Grant’s Dissector, 16e

『グラント解剖学実習』の原著が改訂され、第16版になった。本書は改訂ごとに少しずつ改善されている。原著第14版をもとにしている日本語版との差が目立ってきた。

この改訂では筆者が交代された。しかし全体の構成は従来を踏襲している。実習を漫然と進めることがないような工夫も同じだ。

身体の大きな部位(胸部・腹部など)ごとに章が分かれ、1時間くらいの作業(心臓の外面を解剖するなど)ごとに節に区切られている。

各節の最初には「Dissection Overview」があり、その節で学ぶ内容と目標が文章で提示される。つづく「Dissection Instruction」は、作業がステップごとに箇条書きで記され、それを順にこなせばよいようになっている。臨床で問題になることが多い部位では「Clinical Correlation」という囲み記事があり、作業を意義づけている。各節の最後にある「Dissection Follow-up」では、その節の作業の片付けと、学んだことの復習が箇条書きで示される。

図が多く、文章の理解を助けていて、予習や作業をしやすい。それでも図は足らなくなるものだが、よく使われるアトラスへの参照(図の番号やページで示される)があって便利だ。

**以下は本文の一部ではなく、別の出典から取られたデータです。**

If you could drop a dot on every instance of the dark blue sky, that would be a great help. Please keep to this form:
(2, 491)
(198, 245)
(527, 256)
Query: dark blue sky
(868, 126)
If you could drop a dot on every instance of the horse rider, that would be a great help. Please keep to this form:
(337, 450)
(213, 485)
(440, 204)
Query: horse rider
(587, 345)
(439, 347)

今回の改訂で顕著なのは、図の改善だ。もともと図は『Grant’s Atlas of Anatomy』から多く引用されていた。一部稚拙なスケッチも紛れていた。原著第13版からこれら既存の図のレタッチやトレースが進められ、不要の図が省かれ、新規の図が追加されてきた。この第16版ではそれがほぼ完了し、図のほとんどがコンピュータグラフィックスのスッキリとしたタッチになり、統一感が増した。同時に改訂された『Grant’s Atlas of Anatomy』とも合っている。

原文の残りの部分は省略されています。